During the day she is kept too busy to brood over her visions. The carpenter cannot afford to pay an assistant, and the boy is too young to help him. So in addition to her usual chores – shopping for food, cooking it, keeping the house clean, washing clothes – her husband also asks her to assist him in the shop. The captain of the soldiers stationed in the village required timbers and planks to complete the construction of his garrison. Once a hotheaded young man attacked one of his soldiers and needed to be executed publicly, to discourage further acts of rebellion. The carpenter was ordered to make a sturdy wooden cross to which the rebel was lashed, naked, after being savagely whipped. It took three days for the poor wretch to die.

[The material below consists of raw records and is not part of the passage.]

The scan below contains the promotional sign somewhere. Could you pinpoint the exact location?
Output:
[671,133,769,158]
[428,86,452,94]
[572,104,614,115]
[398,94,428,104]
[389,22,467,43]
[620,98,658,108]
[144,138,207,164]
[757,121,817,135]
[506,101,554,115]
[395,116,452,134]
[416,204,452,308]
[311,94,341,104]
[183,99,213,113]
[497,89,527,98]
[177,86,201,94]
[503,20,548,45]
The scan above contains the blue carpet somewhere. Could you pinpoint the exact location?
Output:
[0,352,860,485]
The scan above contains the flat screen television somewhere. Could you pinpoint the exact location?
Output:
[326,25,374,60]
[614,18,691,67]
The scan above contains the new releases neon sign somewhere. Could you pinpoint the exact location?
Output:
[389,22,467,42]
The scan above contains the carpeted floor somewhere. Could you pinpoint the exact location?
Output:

The captain was pleased with the carpenter’s work, and ordered more crosses for the execution of thieves and other common criminals. He hated making them, but of course he had no choice, and at least the overlords paid well. The girl wasn’t strong enough to muscle the heavy timbers around, but she helped her husband by making measurements and handing him saws, hammers, and nails. She also replaced all the tools when the work was done, and swept the sawdust off the shop floor and into the street.
Then it was off to the market to haggle over the price of meat, bread, and wine, home to make supper and serve it, wash and dry the dishes, and make a final trip to the village well with her ewer so that there would be water for the morning’s ablutions and cooking. By the time she got to bed, her husband was already snoring. And during the night, the visions returned
So it went, day after day. Her arms and back ached, her feet hurt, she barely had the energy to drag herself around. She felt a pain in her chest, and she found it hard to catch her breath. She wondered if she had caught some mortal illness, and if the nightmares about death referred to her own. One morning, totally wrung out after cooking breakfast and washing the dishes, she sat on the low wall of her little vegetable garden to rest for a moment. She placed her hands on her knees and lowered her head, overcome with misery. She let out a low groan, a sound more animal than human. It was at that moment that the Angel of the Lord appeared to her.